BEST QUOTE:   Fyodor:  I know. That's just an excuse. Big deal! So your bride ran off. You should be glad! She isn't worth a penny if she would trade a handsome guy like you, a real hero, for some rat sitting out the war at home! It's she who's forfeit her happiness, not you! And that's what she deserves. She's got a petty soul. People like her can't understand how much suffering we've gone through. You stood up to death itself. You looked death in the face. You approached it with your chest stuck out. And she couldn't even pass the little test of time. Woman like her deserve only your contempt.

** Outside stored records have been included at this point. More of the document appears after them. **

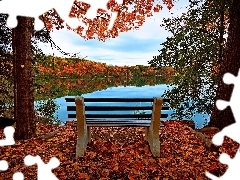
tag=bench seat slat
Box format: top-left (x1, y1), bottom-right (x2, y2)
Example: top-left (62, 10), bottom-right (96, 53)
top-left (85, 119), bottom-right (164, 127)
top-left (88, 120), bottom-right (150, 123)
top-left (65, 97), bottom-right (170, 103)
top-left (68, 114), bottom-right (168, 119)
top-left (87, 124), bottom-right (164, 127)
top-left (88, 114), bottom-right (152, 118)
top-left (86, 118), bottom-right (151, 121)
top-left (69, 120), bottom-right (164, 127)
top-left (87, 120), bottom-right (163, 127)
top-left (87, 124), bottom-right (152, 127)
top-left (67, 106), bottom-right (170, 111)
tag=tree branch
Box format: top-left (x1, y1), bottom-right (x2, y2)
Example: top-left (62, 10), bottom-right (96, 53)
top-left (38, 14), bottom-right (82, 57)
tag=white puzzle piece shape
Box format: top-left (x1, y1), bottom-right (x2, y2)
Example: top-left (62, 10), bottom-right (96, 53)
top-left (206, 149), bottom-right (240, 179)
top-left (78, 0), bottom-right (123, 30)
top-left (0, 0), bottom-right (123, 31)
top-left (24, 155), bottom-right (60, 180)
top-left (0, 160), bottom-right (8, 171)
top-left (0, 0), bottom-right (78, 31)
top-left (0, 126), bottom-right (15, 146)
top-left (13, 172), bottom-right (24, 180)
top-left (206, 68), bottom-right (240, 179)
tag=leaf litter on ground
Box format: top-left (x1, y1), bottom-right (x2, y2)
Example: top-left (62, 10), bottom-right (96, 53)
top-left (0, 120), bottom-right (239, 179)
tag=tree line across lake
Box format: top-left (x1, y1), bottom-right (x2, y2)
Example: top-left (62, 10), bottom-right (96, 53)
top-left (34, 55), bottom-right (177, 78)
top-left (0, 54), bottom-right (175, 120)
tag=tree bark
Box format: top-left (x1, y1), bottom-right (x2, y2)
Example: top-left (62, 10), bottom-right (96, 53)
top-left (12, 17), bottom-right (36, 140)
top-left (208, 0), bottom-right (240, 130)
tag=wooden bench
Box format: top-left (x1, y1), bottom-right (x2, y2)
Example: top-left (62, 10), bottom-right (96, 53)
top-left (65, 97), bottom-right (170, 158)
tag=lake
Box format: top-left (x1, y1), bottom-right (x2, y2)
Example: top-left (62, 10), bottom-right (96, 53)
top-left (53, 84), bottom-right (210, 128)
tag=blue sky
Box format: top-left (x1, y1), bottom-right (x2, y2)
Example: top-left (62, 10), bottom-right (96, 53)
top-left (39, 1), bottom-right (189, 66)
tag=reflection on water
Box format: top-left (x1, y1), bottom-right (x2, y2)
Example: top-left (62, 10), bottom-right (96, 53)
top-left (55, 84), bottom-right (210, 128)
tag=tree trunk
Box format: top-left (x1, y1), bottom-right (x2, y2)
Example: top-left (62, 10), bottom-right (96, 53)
top-left (208, 0), bottom-right (240, 130)
top-left (12, 17), bottom-right (36, 140)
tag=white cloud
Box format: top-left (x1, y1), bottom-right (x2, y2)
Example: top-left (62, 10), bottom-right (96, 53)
top-left (124, 1), bottom-right (189, 40)
top-left (38, 0), bottom-right (189, 66)
top-left (38, 35), bottom-right (158, 66)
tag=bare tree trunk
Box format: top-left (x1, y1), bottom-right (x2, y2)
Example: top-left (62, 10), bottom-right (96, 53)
top-left (208, 0), bottom-right (240, 130)
top-left (13, 16), bottom-right (36, 140)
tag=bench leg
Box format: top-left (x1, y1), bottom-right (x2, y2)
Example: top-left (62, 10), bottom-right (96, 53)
top-left (75, 96), bottom-right (88, 158)
top-left (76, 125), bottom-right (88, 158)
top-left (146, 98), bottom-right (162, 157)
top-left (147, 123), bottom-right (160, 157)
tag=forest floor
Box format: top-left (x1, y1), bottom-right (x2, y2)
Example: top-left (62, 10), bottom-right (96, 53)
top-left (0, 120), bottom-right (239, 180)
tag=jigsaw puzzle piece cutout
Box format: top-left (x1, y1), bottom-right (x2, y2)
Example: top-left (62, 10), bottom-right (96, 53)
top-left (212, 118), bottom-right (240, 146)
top-left (106, 0), bottom-right (123, 30)
top-left (13, 172), bottom-right (24, 180)
top-left (207, 69), bottom-right (240, 179)
top-left (115, 0), bottom-right (123, 4)
top-left (24, 155), bottom-right (60, 180)
top-left (0, 0), bottom-right (79, 31)
top-left (80, 0), bottom-right (123, 30)
top-left (108, 11), bottom-right (118, 30)
top-left (81, 0), bottom-right (109, 19)
top-left (6, 16), bottom-right (18, 29)
top-left (0, 160), bottom-right (8, 171)
top-left (212, 69), bottom-right (240, 145)
top-left (223, 72), bottom-right (236, 85)
top-left (0, 126), bottom-right (15, 146)
top-left (0, 0), bottom-right (124, 31)
top-left (53, 0), bottom-right (79, 29)
top-left (206, 149), bottom-right (240, 179)
top-left (217, 69), bottom-right (240, 120)
top-left (216, 100), bottom-right (230, 111)
top-left (0, 0), bottom-right (52, 30)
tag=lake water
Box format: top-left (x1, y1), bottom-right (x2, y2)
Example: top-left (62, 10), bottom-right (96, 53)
top-left (54, 84), bottom-right (210, 128)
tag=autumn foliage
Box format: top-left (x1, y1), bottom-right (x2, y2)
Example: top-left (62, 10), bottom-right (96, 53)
top-left (42, 0), bottom-right (173, 40)
top-left (0, 120), bottom-right (237, 179)
top-left (35, 56), bottom-right (176, 78)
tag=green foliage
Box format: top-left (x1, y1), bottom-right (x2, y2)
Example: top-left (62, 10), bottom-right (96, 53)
top-left (35, 98), bottom-right (61, 125)
top-left (0, 15), bottom-right (11, 55)
top-left (148, 0), bottom-right (229, 119)
top-left (0, 56), bottom-right (14, 117)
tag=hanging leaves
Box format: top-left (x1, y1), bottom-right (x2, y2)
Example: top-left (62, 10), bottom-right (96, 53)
top-left (42, 0), bottom-right (173, 41)
top-left (162, 0), bottom-right (174, 10)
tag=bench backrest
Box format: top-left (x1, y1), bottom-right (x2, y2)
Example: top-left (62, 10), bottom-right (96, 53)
top-left (65, 97), bottom-right (170, 121)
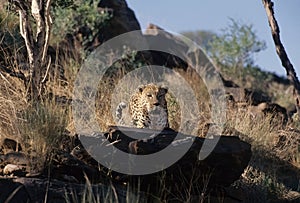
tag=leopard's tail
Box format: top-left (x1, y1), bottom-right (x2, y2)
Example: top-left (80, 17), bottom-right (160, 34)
top-left (115, 102), bottom-right (127, 125)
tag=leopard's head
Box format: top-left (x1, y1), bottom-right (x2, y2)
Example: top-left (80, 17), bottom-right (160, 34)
top-left (139, 83), bottom-right (168, 113)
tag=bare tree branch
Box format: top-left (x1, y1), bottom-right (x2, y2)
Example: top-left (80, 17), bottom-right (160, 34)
top-left (43, 0), bottom-right (52, 63)
top-left (12, 0), bottom-right (52, 101)
top-left (262, 0), bottom-right (300, 117)
top-left (17, 6), bottom-right (34, 68)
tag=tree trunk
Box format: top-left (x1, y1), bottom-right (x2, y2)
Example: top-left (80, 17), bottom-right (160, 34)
top-left (262, 0), bottom-right (300, 117)
top-left (14, 0), bottom-right (52, 101)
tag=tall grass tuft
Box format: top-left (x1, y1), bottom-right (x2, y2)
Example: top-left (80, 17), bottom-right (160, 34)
top-left (16, 101), bottom-right (69, 171)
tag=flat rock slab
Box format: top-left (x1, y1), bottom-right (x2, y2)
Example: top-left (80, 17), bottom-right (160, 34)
top-left (78, 126), bottom-right (252, 191)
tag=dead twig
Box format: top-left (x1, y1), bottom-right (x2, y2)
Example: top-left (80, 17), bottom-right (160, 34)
top-left (262, 0), bottom-right (300, 117)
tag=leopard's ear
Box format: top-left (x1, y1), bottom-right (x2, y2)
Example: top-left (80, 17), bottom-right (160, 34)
top-left (138, 84), bottom-right (145, 93)
top-left (160, 86), bottom-right (168, 94)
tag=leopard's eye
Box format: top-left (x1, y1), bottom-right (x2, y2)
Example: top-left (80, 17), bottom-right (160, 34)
top-left (147, 93), bottom-right (152, 98)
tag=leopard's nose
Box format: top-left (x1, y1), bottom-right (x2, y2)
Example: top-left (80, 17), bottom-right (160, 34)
top-left (153, 102), bottom-right (159, 106)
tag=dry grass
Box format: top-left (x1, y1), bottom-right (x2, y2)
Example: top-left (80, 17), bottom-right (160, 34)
top-left (224, 103), bottom-right (300, 201)
top-left (94, 66), bottom-right (212, 133)
top-left (16, 102), bottom-right (69, 170)
top-left (0, 73), bottom-right (72, 171)
top-left (0, 73), bottom-right (26, 138)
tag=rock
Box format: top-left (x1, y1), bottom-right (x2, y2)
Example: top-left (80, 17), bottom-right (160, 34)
top-left (225, 87), bottom-right (271, 105)
top-left (247, 102), bottom-right (288, 126)
top-left (50, 151), bottom-right (102, 183)
top-left (95, 0), bottom-right (142, 45)
top-left (3, 164), bottom-right (26, 176)
top-left (258, 102), bottom-right (288, 123)
top-left (79, 126), bottom-right (252, 196)
top-left (0, 152), bottom-right (29, 165)
top-left (0, 152), bottom-right (30, 176)
top-left (143, 23), bottom-right (189, 69)
top-left (1, 138), bottom-right (22, 153)
top-left (0, 179), bottom-right (31, 203)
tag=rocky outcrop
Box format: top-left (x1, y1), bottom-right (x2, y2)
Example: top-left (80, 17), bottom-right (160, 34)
top-left (143, 23), bottom-right (189, 69)
top-left (250, 102), bottom-right (288, 124)
top-left (94, 0), bottom-right (142, 47)
top-left (225, 87), bottom-right (271, 105)
top-left (101, 126), bottom-right (252, 191)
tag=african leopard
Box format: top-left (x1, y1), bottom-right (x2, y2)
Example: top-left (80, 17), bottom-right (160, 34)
top-left (116, 83), bottom-right (169, 130)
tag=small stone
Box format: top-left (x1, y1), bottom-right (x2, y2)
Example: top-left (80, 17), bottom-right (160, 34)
top-left (3, 164), bottom-right (25, 175)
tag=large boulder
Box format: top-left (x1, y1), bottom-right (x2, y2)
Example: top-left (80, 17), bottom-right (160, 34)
top-left (79, 126), bottom-right (252, 195)
top-left (225, 86), bottom-right (271, 105)
top-left (95, 0), bottom-right (142, 46)
top-left (143, 23), bottom-right (189, 69)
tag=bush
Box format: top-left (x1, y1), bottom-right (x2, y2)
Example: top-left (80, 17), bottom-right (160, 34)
top-left (52, 0), bottom-right (112, 47)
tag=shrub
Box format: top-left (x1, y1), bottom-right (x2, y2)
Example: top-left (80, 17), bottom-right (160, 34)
top-left (51, 0), bottom-right (112, 47)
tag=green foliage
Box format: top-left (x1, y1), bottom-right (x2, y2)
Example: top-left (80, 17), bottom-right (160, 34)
top-left (0, 5), bottom-right (27, 72)
top-left (182, 19), bottom-right (268, 88)
top-left (52, 0), bottom-right (112, 45)
top-left (52, 0), bottom-right (74, 8)
top-left (0, 5), bottom-right (23, 50)
top-left (182, 20), bottom-right (285, 101)
top-left (209, 18), bottom-right (266, 69)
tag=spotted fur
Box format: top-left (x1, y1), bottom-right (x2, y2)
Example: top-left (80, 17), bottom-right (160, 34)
top-left (129, 83), bottom-right (169, 130)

There can be no forgiveness for them!  [Veronika is standing near and hears this rant against unfaithful women]

            The film looks like it was meant to be shown in film school.  It is definitely more avant-garde than most war films.    The movie is not overly propagandistic or preachy, but it definitely has a patriotic message to convey.  Ladies, stand by your soldier man.  People, it’s okay to mourn your dead and move on.  The movie goes beyond these trite themes into uncharted territory for a Soviet film.  Not coincidentally, with the death of Stalin, the film boldly does not focus on the greatness of the regime.  It bravely covers draft dodging, war profiteering, and the black market for the first time in a Soviet film.

            This is a director’s movie.  It’s one of those films where you are aware of the craft that went into it.  This is mainly apparent from the astounding cinematography.  There are several scenes that should be film school staples – the bombed apartment, the death of Boris, Veronica’s attempted suicide, the departure and return of the soldiers.  There is one shot where Urusevsky uses a hand-held camera to track Veronika from a bus into a crowd and then suddenly he is on a crane ascending above the crowd!

            The acting is better than most Soviet movies.  The cast is solid, but Samojlova dominates.  It made her a celebrity.  Unfortunately, the Soviet government pressured her to turn down offers to go West.  The characters are pretty stereotypical – the stern father, the loving boyfriend, the cad, the wise grandmother, the cynical spinster sister-in-law  – but they are not caricatures.  Veronika is not the woman who stoically waits for her man to come back.  She reacts to the lack of word from Boris and her unhappy marriage by going into a shell.  It’s an attempted suicide and the saving of an orphaned boy that bring her out of her trance and she takes back her life.  Still, the movie ends with a heart-breaking scene that does hint at healing for her and the nation as a whole.  Vasili Merkuryev is great as the father.  Soviet war movies have some wonderful father figures.  While his son Boris is the classic Soviet man who sacrifices for his country, Fyodor is sarcastic about the war and does not encourage his son to join.  Yet, he serves as a no-nonsense head of a hospital.  A venue that allows the movie to show the injured from war.  One of them gets a “Dear Ivan” letter that when read is devastating to Veronika and shaming to women in the audience that might not have kept faith for their husbands or boy friends in the war.  The cousin is a vile figure and if Veronika stands in for all the fiances left behind, he represents the jerks who avoided service.  The plot is the tropeish war parts the lovers and their lives change for the worse.  As such, it is better than most, including American and British equivalents.  It is a sobering movie, but not treacly.

            “The Cranes Are Flying” is a must see for all war movie lovers.  It is one of the best Soviet war movies and the rare war movie that looks at war from the female point of view.  It became one of the prime examples of the Khrushchev Thaw.  Khrushchev’s criticism of Stalinism gave the green light for films that addressed the tragedy of the WWII.  Other movies in this group were “Ivan's Childhood”, “Ballad of a Soldier”, and “The Fate of a Man”.  I think “The Cranes Are Flying” is the best of the lot.   

 

1 comment:

  1. I saw The Cranes Are Flying on PBS around 1970. It was the first TV showing in the United States. You could tell it was during the Khrushchev Thaw.

    Tatiana Samoilova was very good, dominating the film as stated.